Baltimore officials estimated that the first 300 to 400 meters would net the city an extra $1 million increase in collections. Instead, the revenue increased almost $2.5 million.
It's money that Baltimore can sorely use. Mayor Sheila Dixon has cut $36.5 million from this year's budget and is slicing $65 million from next year's. That figure could grow if the state, facing a $400 million shortfall, decides to reduce funding for city programs.
In Portland, Ore., revenues increased about 30 percent over three years as that city installed multispace meters, said Ellis McCoy, the manager of the city's parking program.
There, parking citations dropped about 5 percent after new meters went in, McCoy said. "We'd much rather people obey the parking laws than get the citation," he said.
But in Baltimore, there has been no dip in parking fine revenues.
If some parkers are inadvertently paying too much through credit cards, others have found a way to exploit a loophole. The electronic meters spit out a paper receipt with an expiration time, and there is no penalty for motorists who pass unexpired receipts to the next person or move their cars to other parts of the city.
John Furst, who was parking at Broadway Market in Fells Point recently, said he quickly realized that he could buy time on a meter on Eastern Avenue - where the city charges 50 cents an hour --- and use that receipt a few blocks over in Fells Point where it costs one dollar an hour to park.

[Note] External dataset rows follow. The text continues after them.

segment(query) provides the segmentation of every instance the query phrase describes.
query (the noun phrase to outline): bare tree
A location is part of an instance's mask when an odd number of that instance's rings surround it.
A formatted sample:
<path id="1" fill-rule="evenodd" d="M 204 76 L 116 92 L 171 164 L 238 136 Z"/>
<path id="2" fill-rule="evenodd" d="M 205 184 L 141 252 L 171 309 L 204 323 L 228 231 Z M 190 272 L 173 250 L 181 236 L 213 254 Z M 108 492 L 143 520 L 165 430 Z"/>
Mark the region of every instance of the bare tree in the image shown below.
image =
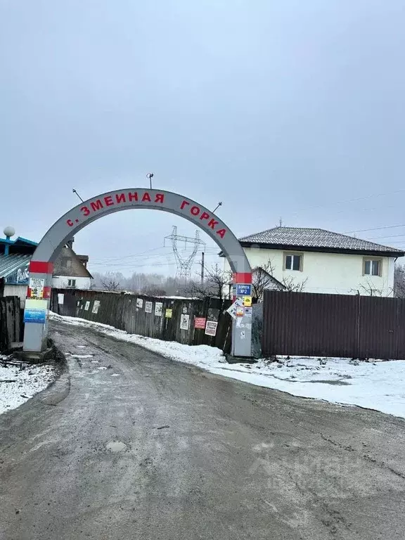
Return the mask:
<path id="1" fill-rule="evenodd" d="M 405 264 L 396 264 L 394 271 L 394 296 L 405 298 Z"/>
<path id="2" fill-rule="evenodd" d="M 308 278 L 305 278 L 302 281 L 297 281 L 292 276 L 285 276 L 281 280 L 284 285 L 284 290 L 287 292 L 302 292 L 308 281 Z"/>
<path id="3" fill-rule="evenodd" d="M 123 280 L 121 272 L 107 272 L 105 276 L 100 276 L 101 287 L 105 290 L 120 290 Z"/>
<path id="4" fill-rule="evenodd" d="M 103 278 L 101 279 L 101 286 L 105 290 L 120 290 L 121 285 L 118 281 L 112 278 Z"/>
<path id="5" fill-rule="evenodd" d="M 141 291 L 147 296 L 166 296 L 166 291 L 158 285 L 149 285 Z"/>
<path id="6" fill-rule="evenodd" d="M 302 292 L 304 290 L 308 278 L 299 281 L 292 276 L 286 276 L 278 281 L 274 276 L 275 270 L 271 259 L 265 264 L 253 269 L 252 289 L 253 297 L 258 301 L 262 300 L 265 289 L 278 289 L 288 292 Z"/>
<path id="7" fill-rule="evenodd" d="M 205 279 L 203 283 L 189 281 L 184 288 L 188 296 L 197 298 L 214 297 L 224 300 L 229 296 L 232 273 L 221 270 L 219 264 L 213 264 L 211 269 L 204 267 Z"/>
<path id="8" fill-rule="evenodd" d="M 392 292 L 393 289 L 385 288 L 385 285 L 386 283 L 382 283 L 380 287 L 376 287 L 375 283 L 367 280 L 365 283 L 359 283 L 358 289 L 352 289 L 352 292 L 357 292 L 358 295 L 362 295 L 363 296 L 386 296 L 387 292 L 388 294 Z M 394 285 L 394 288 L 395 285 Z"/>

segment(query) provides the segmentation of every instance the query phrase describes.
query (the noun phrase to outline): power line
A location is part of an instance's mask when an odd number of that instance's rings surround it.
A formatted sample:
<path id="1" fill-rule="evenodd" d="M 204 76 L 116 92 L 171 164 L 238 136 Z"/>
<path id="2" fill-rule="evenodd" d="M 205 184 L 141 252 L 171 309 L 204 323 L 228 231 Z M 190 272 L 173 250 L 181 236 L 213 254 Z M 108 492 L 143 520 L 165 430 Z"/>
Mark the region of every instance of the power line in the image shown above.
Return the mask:
<path id="1" fill-rule="evenodd" d="M 356 200 L 365 200 L 366 199 L 371 199 L 373 198 L 373 197 L 383 197 L 386 195 L 394 195 L 394 193 L 401 193 L 405 191 L 405 189 L 397 189 L 395 191 L 387 191 L 385 193 L 375 193 L 373 195 L 368 195 L 365 197 L 356 197 L 354 199 L 345 199 L 344 200 L 338 200 L 336 202 L 328 202 L 326 205 L 316 205 L 314 206 L 307 206 L 306 208 L 300 208 L 298 210 L 296 210 L 295 212 L 292 212 L 290 215 L 295 215 L 296 214 L 298 214 L 300 212 L 302 212 L 303 210 L 312 210 L 314 208 L 323 208 L 326 206 L 335 206 L 335 205 L 342 205 L 345 202 L 354 202 Z"/>
<path id="2" fill-rule="evenodd" d="M 350 233 L 364 233 L 366 231 L 382 231 L 384 229 L 397 229 L 398 227 L 405 227 L 404 225 L 387 225 L 385 227 L 373 227 L 372 229 L 359 229 L 356 231 L 346 231 L 343 234 L 349 234 Z"/>
<path id="3" fill-rule="evenodd" d="M 405 234 L 392 234 L 390 236 L 371 236 L 369 238 L 364 238 L 364 240 L 376 240 L 377 238 L 397 238 L 399 236 L 405 236 Z"/>

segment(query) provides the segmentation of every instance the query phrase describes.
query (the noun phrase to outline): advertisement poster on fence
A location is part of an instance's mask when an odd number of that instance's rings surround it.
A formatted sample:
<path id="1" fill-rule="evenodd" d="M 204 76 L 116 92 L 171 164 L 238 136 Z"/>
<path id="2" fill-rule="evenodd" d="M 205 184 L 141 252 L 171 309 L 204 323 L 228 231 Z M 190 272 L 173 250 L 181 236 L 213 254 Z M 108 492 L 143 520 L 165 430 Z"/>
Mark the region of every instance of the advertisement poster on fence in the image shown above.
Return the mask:
<path id="1" fill-rule="evenodd" d="M 207 321 L 205 333 L 207 335 L 216 335 L 218 323 L 216 321 Z"/>
<path id="2" fill-rule="evenodd" d="M 190 326 L 190 315 L 183 313 L 181 318 L 180 319 L 180 328 L 181 330 L 188 330 Z"/>
<path id="3" fill-rule="evenodd" d="M 30 290 L 31 298 L 44 298 L 44 286 L 45 280 L 39 278 L 30 278 Z"/>
<path id="4" fill-rule="evenodd" d="M 91 313 L 98 313 L 99 307 L 100 307 L 100 300 L 94 300 L 94 304 L 93 304 L 93 309 L 91 309 Z"/>
<path id="5" fill-rule="evenodd" d="M 207 319 L 205 317 L 195 317 L 194 321 L 194 328 L 204 330 Z"/>
<path id="6" fill-rule="evenodd" d="M 45 322 L 47 315 L 47 302 L 35 298 L 27 298 L 24 309 L 25 323 Z"/>

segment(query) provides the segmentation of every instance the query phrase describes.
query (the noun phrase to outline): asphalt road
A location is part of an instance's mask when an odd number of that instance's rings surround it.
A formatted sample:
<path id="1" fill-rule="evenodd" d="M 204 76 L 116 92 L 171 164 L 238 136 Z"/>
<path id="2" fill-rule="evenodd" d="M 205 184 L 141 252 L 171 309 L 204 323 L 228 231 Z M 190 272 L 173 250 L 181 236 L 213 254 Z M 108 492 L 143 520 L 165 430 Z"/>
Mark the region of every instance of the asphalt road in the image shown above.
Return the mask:
<path id="1" fill-rule="evenodd" d="M 403 420 L 52 327 L 91 356 L 0 416 L 1 540 L 405 537 Z"/>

"If you are in the know in Baltimore, you can do well," Furst said.
Little, with the Parking Authority, said that in the future the city might restrict receipt reuse to sectors in the city.
Another benefit to the city is reduced fraud. Because money collected from the new meters is "fully auditable," the city knows exactly how much it should receive from each meter. "Each payment gets registered," Little said. "We can report how much should be in each canister. We can reconcile everything."